Deng Xutao, Geng Huimin, Ali Hesham
Department of Computer Science, College of Information Science and Technology, Peter Kiewit Institute 378, University of Nebraska at Omaha, Omaha, NE 68182-0116, USA.
Biosystems. 2005 Aug;81(2):125-36. doi: 10.1016/j.biosystems.2005.02.007.
Reverse-engineering of gene networks using linear models often results in an underdetermined system because of excessive unknown parameters. In addition, the practical utility of linear models has remained unclear. We address these problems by developing an improved method, EXpression Array MINing Engine (EXAMINE), to infer gene regulatory networks from time-series gene expression data sets. EXAMINE takes advantage of sparse graph theory to overcome the excessive-parameter problem with an adaptive-connectivity model and fitting algorithm. EXAMINE also guarantees that the most parsimonious network structure will be found with its incremental adaptive fitting process. Compared to previous linear models, where a fully connected model is used, EXAMINE reduces the number of parameters by O(N), thereby increasing the chance of recovering the underlying regulatory network. The fitting algorithm increments the connectivity during the fitting process until a satisfactory fit is obtained. We performed a systematic study to explore the data mining ability of linear models. A guideline for using linear models is provided: If the system is small (3-20 elements), more than 90% of the regulation pathways can be determined correctly. For a large-scale system, either clustering is needed or it is necessary to integrate information in addition to expression profile. Coupled with the clustering method, we applied EXAMINE to rat central nervous system development (CNS) data with 112 genes. We were able to efficiently generate regulatory networks with statistically significant pathways that have been predicted previously.

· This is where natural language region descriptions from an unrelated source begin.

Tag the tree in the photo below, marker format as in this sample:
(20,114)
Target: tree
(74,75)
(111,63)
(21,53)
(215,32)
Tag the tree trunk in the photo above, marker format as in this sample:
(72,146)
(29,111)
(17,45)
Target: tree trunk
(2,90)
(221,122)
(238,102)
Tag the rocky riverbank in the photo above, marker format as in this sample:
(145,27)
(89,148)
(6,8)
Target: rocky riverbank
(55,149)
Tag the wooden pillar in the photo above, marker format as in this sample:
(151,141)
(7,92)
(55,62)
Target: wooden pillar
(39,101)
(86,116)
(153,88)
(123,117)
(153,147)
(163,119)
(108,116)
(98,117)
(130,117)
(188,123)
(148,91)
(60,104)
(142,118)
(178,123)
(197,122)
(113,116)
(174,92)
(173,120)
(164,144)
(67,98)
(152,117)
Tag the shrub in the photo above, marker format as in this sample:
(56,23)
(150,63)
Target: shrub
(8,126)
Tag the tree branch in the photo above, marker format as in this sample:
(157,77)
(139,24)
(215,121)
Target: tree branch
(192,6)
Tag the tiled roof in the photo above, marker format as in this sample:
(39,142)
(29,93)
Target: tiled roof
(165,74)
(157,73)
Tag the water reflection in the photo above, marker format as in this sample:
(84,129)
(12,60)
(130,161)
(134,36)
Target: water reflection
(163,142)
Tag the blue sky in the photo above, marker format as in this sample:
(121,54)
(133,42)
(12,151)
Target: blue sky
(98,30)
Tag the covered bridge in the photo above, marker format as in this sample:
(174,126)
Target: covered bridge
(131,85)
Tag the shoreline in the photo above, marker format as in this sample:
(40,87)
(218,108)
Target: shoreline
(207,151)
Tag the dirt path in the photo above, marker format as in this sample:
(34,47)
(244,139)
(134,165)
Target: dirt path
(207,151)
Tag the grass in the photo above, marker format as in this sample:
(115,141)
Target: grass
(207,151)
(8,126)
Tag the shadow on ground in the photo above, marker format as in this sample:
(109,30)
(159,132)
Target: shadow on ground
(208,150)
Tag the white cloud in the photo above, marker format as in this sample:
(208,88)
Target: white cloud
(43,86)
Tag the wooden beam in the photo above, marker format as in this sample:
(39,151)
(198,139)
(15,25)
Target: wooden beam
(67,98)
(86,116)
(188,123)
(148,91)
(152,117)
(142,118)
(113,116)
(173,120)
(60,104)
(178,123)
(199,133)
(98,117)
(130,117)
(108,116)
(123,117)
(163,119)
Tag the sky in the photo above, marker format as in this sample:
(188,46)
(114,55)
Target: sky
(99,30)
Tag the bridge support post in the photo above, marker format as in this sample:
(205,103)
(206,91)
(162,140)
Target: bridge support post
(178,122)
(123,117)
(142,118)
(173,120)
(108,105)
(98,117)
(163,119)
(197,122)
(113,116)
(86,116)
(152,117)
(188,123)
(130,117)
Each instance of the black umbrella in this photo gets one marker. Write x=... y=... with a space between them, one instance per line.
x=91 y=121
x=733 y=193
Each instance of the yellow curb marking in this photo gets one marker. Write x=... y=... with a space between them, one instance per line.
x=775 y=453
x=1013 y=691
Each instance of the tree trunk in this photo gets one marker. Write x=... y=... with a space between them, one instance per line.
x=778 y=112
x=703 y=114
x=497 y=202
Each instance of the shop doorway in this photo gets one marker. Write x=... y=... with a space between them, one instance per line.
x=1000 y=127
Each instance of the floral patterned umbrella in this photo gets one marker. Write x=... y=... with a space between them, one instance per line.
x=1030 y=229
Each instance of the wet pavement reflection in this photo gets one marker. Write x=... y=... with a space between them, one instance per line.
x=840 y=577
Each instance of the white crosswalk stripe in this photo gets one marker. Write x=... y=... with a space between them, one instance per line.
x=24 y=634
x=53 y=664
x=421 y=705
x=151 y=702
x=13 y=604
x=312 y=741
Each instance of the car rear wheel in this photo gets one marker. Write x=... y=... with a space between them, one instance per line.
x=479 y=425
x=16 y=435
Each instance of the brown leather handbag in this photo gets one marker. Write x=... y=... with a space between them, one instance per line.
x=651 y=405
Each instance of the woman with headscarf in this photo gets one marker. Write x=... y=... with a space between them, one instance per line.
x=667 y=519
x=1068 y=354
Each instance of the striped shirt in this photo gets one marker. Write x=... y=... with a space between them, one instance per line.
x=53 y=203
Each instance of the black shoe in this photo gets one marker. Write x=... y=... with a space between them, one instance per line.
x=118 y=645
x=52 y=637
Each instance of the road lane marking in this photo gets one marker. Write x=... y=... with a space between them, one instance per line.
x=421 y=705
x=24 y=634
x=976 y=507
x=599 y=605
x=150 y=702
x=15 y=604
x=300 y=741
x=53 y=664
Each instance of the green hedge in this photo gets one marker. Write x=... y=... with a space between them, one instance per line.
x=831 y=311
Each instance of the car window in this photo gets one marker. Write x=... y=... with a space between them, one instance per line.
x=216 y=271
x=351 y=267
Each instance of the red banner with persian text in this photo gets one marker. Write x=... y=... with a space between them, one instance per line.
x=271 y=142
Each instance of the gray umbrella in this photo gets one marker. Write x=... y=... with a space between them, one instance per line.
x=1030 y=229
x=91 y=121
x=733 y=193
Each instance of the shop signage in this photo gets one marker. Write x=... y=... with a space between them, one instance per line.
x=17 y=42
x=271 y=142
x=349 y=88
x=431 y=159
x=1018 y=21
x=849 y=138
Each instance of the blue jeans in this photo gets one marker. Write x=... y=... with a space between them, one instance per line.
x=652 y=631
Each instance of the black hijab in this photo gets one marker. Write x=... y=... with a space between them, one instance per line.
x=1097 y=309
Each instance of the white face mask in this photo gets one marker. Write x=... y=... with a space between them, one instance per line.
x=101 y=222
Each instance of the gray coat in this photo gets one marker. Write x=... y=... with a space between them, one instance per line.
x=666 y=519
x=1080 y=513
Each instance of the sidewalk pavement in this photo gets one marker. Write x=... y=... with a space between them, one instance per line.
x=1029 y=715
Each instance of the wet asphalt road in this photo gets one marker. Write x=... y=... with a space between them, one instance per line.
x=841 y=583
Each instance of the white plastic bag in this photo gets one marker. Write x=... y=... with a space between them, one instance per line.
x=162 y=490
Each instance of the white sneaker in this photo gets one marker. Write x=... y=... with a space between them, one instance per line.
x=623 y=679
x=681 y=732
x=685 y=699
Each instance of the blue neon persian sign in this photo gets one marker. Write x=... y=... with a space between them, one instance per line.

使用线性模型对基因网络进行逆向工程往往会因为未知参数过多而导致系统欠定。此外,线性模型的实际效用仍不明确。我们通过开发一种改进的方法——表达阵列挖掘引擎(EXAMINE)来解决这些问题,该方法用于从时间序列基因表达数据集中推断基因调控网络。EXAMINE利用稀疏图理论,通过自适应连通性模型和拟合算法来克服参数过多的问题。EXAMINE还通过其增量自适应拟合过程保证能找到最简约的网络结构。与之前使用全连接模型的线性模型相比,EXAMINE将参数数量减少了O(N),从而增加了恢复潜在调控网络的机会。拟合算法在拟合过程中增加连通性,直到获得满意的拟合效果。我们进行了一项系统研究来探索线性模型的数据挖掘能力。提供了一个使用线性模型的指南:如果系统较小(3 - 20个元素),超过90%的调控途径可以被正确确定。对于大规模系统,要么需要聚类,要么除了表达谱之外还需要整合信息。结合聚类方法,我们将EXAMINE应用于具有112个基因的大鼠中枢神经系统发育(CNS)数据。我们能够高效地生成具有先前预测的具有统计学意义途径的调控网络。